I personally dont hunt ANYTHING without permission. Even if it is not posted. I just look at it as it is their land and it is a not "our right" (we as hunters that is) to take for granted that we can hunt it!!! Its just good manners, thats all....take care!! Common sense and courtesy goes a long way.......the birds, deer, pronghorn...ect. They will still be there after you find out whos land it is. If they are not. Then go find some others. Latter!!!!


----------



## Bert (Sep 11, 2003)

Having to post your property in order to keep people off of it is nuts to begin with. Name, address, phone number so you know who owns it? What, dont they have plat books in North Dakota? Phone books?
I know what the rules are in NoDak but I still figured that the ownus was on me to find out who owned what and ask permission.
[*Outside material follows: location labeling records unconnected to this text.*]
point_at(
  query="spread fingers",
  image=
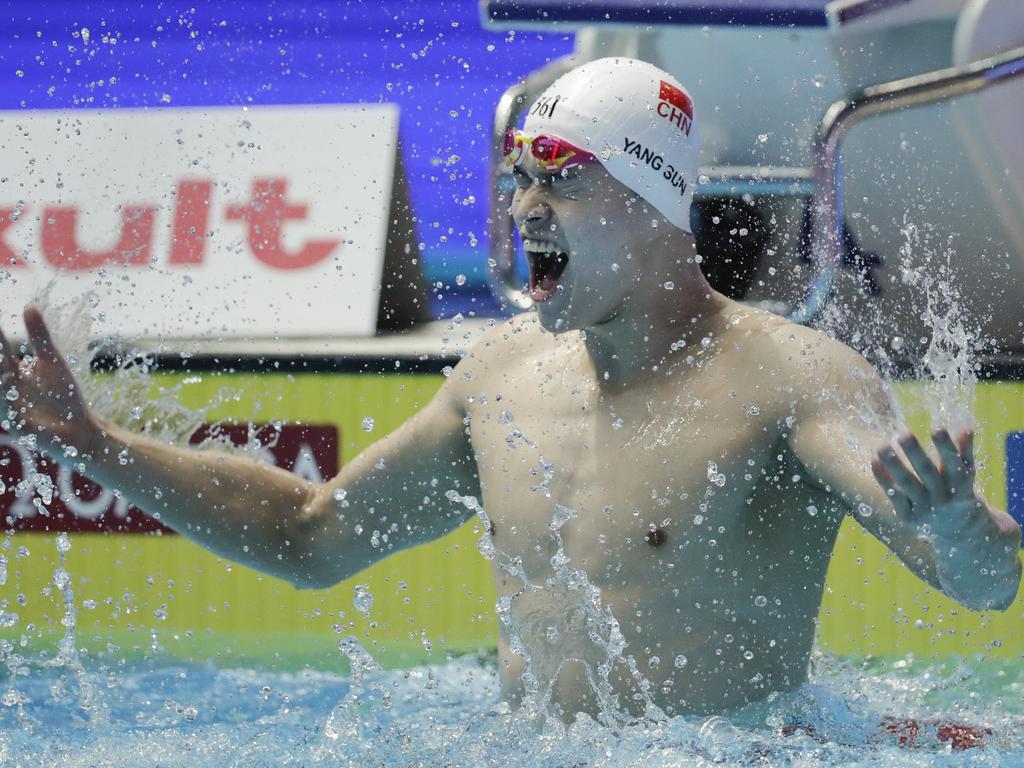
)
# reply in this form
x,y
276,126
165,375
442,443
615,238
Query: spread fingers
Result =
x,y
924,466
899,500
954,469
903,479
That is simply common courtesy and was much appreciated by everyone ESPECIALLY those who didnt post their land and didnt expect it.
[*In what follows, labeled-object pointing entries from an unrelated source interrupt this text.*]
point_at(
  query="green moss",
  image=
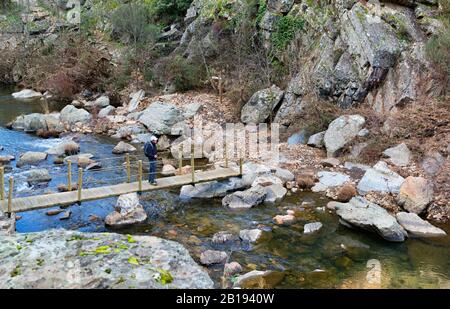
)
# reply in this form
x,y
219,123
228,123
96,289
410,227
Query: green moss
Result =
x,y
133,260
285,31
16,272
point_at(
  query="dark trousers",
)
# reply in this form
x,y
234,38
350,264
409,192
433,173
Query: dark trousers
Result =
x,y
152,172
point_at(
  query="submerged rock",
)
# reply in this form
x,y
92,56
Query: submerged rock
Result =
x,y
89,260
245,199
369,216
259,279
417,227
In Minnesota, it is the same laws regarding what constitues legal posting.
It bugs me here too. What if you own some sweet land and you dont want people to hunt it but you also dont want a hundred calls from people looking to gain access only to have them pi$$ed at you when you deny? What if your profession is such that you dont necessarily want to advertise your phone number or address?
What if you dont live real close to the land you own and cannot make daily trips to replace the signs that are torn down by guys who figure that is an easy excuse to hunt your property?
Dont think it happens? Believe me, it does.


----------



## headhunter (Oct 10, 2002)

Yes if you are that serous or upset like some of you about landowners legally NOT leaving their name/address, Then do the logical thing. March down to your local county courthouse or extension agent and find out where you can buy a land atlas for the county or counties you hunt alot every season. Thats just the way it is so deal with it. Get an atlas or complain about legaly unsigned posted signs amongst friends. you'll hunt more game if you just go buy an atlas. Besides in the future I would safely assume we will have a 'no trespass' law which will prohibit you from marching onto unposted land and hunting anyway. I think 95% of the USof A is allready under that law. Good Luck Hunting 
HH


----------



## njsimonson (Sep 24, 2002)

Ah yes -

I would say that to have it "completely posted" and therefore legally posted, you would have to have a sign on every part of the area being posted, 880 yards apart.

FROM THE CENTURY CODE:

Only the owner or tenant of any land may post it by placing signs *alongside the public highway or the land* giving notice that no hunting is permitted on the land. _The *name of the person *posting the land must appear on each sign in legible characters_. The signs must be readable from the outside of the land and must be placed conspicuously *not more than eight hundred eighty yards apart*. As to land entirely enclosed by a fence or other enclosure, posting of signs at or on all gates through the fence or enclosure constitutes a posting of all the enclosed land. No person may in any manner deface, take down, or destroy posting signs. (My emphasis)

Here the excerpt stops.